Indiciamento de Governadora por compra de respiradores mostra que CPI não trouxe novidades

Coletiva de Imprensa_RM (1)

Alguns pontos relevantes apontados pelo relatório do presidente da CPI, Kelps Lima (SDD) .

Pedido de indiciamento de Carlos Gabas (Consórcio Nordeste), governador Rui Costa (BA), secretário Cipriano Maia e da Governadora Fátima Bezerra. 

Os deputados também recomendaram a saída do Rio Grande do Norte do Consórcio Nordeste.

A motivação central do pedido de indiciamento foi a compra de respiradores – pagos e não entregues – um prejuízo de quase R$ 5 milhões.
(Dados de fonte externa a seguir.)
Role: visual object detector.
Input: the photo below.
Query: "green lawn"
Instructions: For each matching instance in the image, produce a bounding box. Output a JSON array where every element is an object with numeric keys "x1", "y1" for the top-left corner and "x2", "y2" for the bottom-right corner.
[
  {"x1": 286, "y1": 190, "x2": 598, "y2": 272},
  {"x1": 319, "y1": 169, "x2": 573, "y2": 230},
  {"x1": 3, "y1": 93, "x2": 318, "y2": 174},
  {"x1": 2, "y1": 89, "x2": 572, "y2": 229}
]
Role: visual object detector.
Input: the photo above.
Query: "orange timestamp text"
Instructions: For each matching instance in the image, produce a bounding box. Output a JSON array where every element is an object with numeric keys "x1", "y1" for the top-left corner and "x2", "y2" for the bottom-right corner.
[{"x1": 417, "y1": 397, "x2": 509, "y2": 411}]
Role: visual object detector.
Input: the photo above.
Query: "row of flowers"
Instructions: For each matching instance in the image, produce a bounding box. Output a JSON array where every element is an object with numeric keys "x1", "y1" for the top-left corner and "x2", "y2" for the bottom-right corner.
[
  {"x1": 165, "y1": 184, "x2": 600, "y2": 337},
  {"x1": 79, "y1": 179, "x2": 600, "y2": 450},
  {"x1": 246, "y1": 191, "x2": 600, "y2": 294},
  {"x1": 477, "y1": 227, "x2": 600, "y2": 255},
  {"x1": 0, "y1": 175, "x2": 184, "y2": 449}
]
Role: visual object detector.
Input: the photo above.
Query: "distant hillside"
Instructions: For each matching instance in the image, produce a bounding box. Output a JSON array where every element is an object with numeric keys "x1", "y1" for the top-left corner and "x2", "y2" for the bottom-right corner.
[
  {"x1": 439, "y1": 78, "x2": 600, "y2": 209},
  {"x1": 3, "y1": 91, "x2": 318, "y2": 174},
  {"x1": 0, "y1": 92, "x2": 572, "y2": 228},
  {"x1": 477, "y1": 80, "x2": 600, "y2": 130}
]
O fato não foi “descoberto” pela CPI. Pelo contrário . Já estava judicializado pelo próprio Governo do RN.

Ao resultado do segundo relatório, o Governo Fátima Bezerra reagiu na noite de sexta-feria com quatro secretários.

O chefe do Gabinete Civil, Raimundo Alves, disse que recebeu a notícia com surpresa e indignação e lamentou o caráter político-eleitoreiro adotado pelos deputados de oposição na Comissão Parlamentar de Inquérito na Assembleia Legislativa.

“O objetivo era tirar do ostracismo deputados como o presidente da CPI, que sabe que está cometendo crime quando utiliza documentos sigilosos para levantar suspeitas sobre pessoas sérias e dignas.

Ele sabe que está cometendo crime ao falar desses documentos, [mas sem mostrar o conteúdo] porque são sigilosos. Se ele estivesse falando a verdade sobre esses documentos, estaria tornando público um documento sigiloso da justiça, por isso precisa mentir para criar no coletivo o entendimento de que está falando a verdade para levantar suspeitas sobre pessoas dignas.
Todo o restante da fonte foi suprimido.